Photo by Mike Lewis, PNJ 2008

Photo by Mike Lewis, PNJ 2008

Pensacola News Journal recently did a great article on Sharon and I about the One Shoe Diaries. They even gave me the front cover. It was a large photo of me sitting on a raod with a shoe in front of me. Pretty cool other than the scowl look on my face :) They did include 2 other good photos inside I liked though. I clipped out the article from the Pensacola News Journal Pelican Magazine and pasted below. Thanks goes to Adam Ziglar for taking the story on and doing a great job!

Published – January, 30, 2008 
The lost highway
Man finds shoes and more on America’s open road
ADAM ZIGLAR
aziglar@pnj.com
Like estranged carcasses, they lay in waiting. Punished by tires, soiled by exhaust and rain, brittle and sun burnt, they rot on the side of the road.

It’s not road kill, at least not in the traditional sense. It’s shoes.

Randall Hamilton has spent much of the last couple of years photographing lone shoes on the sides of roads throughout the United States.

What began as a desire to flesh out his creative impulses quickly became a life-altering project.

Armed with a digital camera and a head full of ideas, the 38-year-old freelance graphic artist and his wife, Sharon, have traveled in a motor home, crisscrossing across the country, creating a self-published travelogue that describes each of the more than 150 shoes in his book, “One Shoe Diaries.”

The couple, who currently lives in an motor home park in Milton, began his journey about a year after Hurricane Ivan destroyed their rented condo on Pensacola Beach. With most of their possessions destroyed, they were essentially homeless; they decided to take drastic measures.

“With the way the house prices skyrocketed and rent (costs) went nuts, we just decided to go into a motor home,” he said. “It was something that I had always dreamed of doing.”

The couple began traveling. They’d stay for about two weeks at a time at different stops throughout the country.

“That first year after the hurricane was pretty crazy,” he said. “We were trying to figure out the ins and outs about life on the road in a motor home.”

The journey also included the chance to visit dog parks with their two pugs, Jack and Jinger, and brew pubs, among other interesting stops. Each stop provided insightful stories, and Hamilton initially thought of creating a travelogue, with stories and photos, titled “Dog Parks and Brew Pubs.”

“I thought that had kind of a ring to it, but not the catch I was looking for,” he said.

Hamilton then started noticing single shoes adrift on the sides of roads.

“How? Why?” he asked himself. “A shoe isn’t something that falls off you and you don’t notice it.

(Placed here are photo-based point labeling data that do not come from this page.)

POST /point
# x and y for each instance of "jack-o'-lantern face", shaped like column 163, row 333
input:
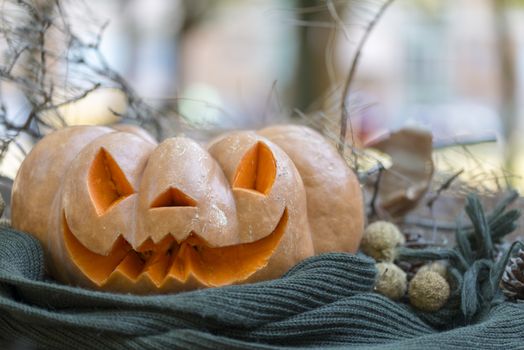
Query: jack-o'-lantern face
column 139, row 217
column 116, row 211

Why only one shoe?”

After walking along Pensacola Beach about a year after Hurricane Ivan, Hamilton noticed a single flip-flop half buried in the sand. He knew that was the hook, the quizzical curiosity from which he would base an entire journey across the country.

“As I started to look for them they started to pop up all over the place,” he said, remembering how he stopped his motor home repeatedly to photograph a shoe.

Sometimes laying on the ground to capture the right angle, Hamilton laughs when he thinks about what passersby must have thought.

“I’m sure people driving by thought I was a dead body,” he said.

For Hamilton, a deserted shoe on a lost stretch of highway is a work of art.

From a deserted Sponge Bob flip-flop to a gnarly cowboy boot in Austin, Texas, to a stiletto high heel cradling the edge of Mulholland Drive and a cliff, the Hollywood sign fuzzy in the background, Hamilton has found all kinds of shoes, each one a piece of art.

“We didn’t want to speculate how the shoe got there,” he said. “That’s part of the mystery and intrigue. Everybody sort of gets an image about who that shoe belongs to. I didn’t want to taint that all. We just told the stories behind discovering the shoe, the interesting people we may have met while on that leg of the journey.”

In all, Hamilton photographed 153 shoes along Interstate 10 from Florida to California. In all, the initial journey took about six months.

While launching a Web site, Hamilton discovered a strange twist. About six months after he completed his project, he discovered Julie Shapiro, an author that would soon release a book titled “Jen-Zen and the One Shoe Diaries.”

“I had already ordered a trademark for the ‘One Shoe Diaries’ and I had to call her up,” he said.

The premise of her story: a guy becomes obsessed with traveling throughout the country, photographing and exhibiting the shoes.

Hamilton called Shapiro to make sure she wasn’t copying his idea.

“I still think it was her genuine idea,” he said. “When I told her who I was, she thought I was kidding. She said, ‘You’re the character in my book.'”

Since then, the two have collaborated and help promote each other’s projects.

For now, he hopes to continue to promote his book and seek a publisher.

He hopes to do a book tour, retracing his original steps, and promote the book along the way.

In the meantime, he’s in the production phase of volume II, his second journey last summer from South Florida to Maine.

“People connect with this,” Hamilton said. “They see the shoes, too, and wonder how they got there.”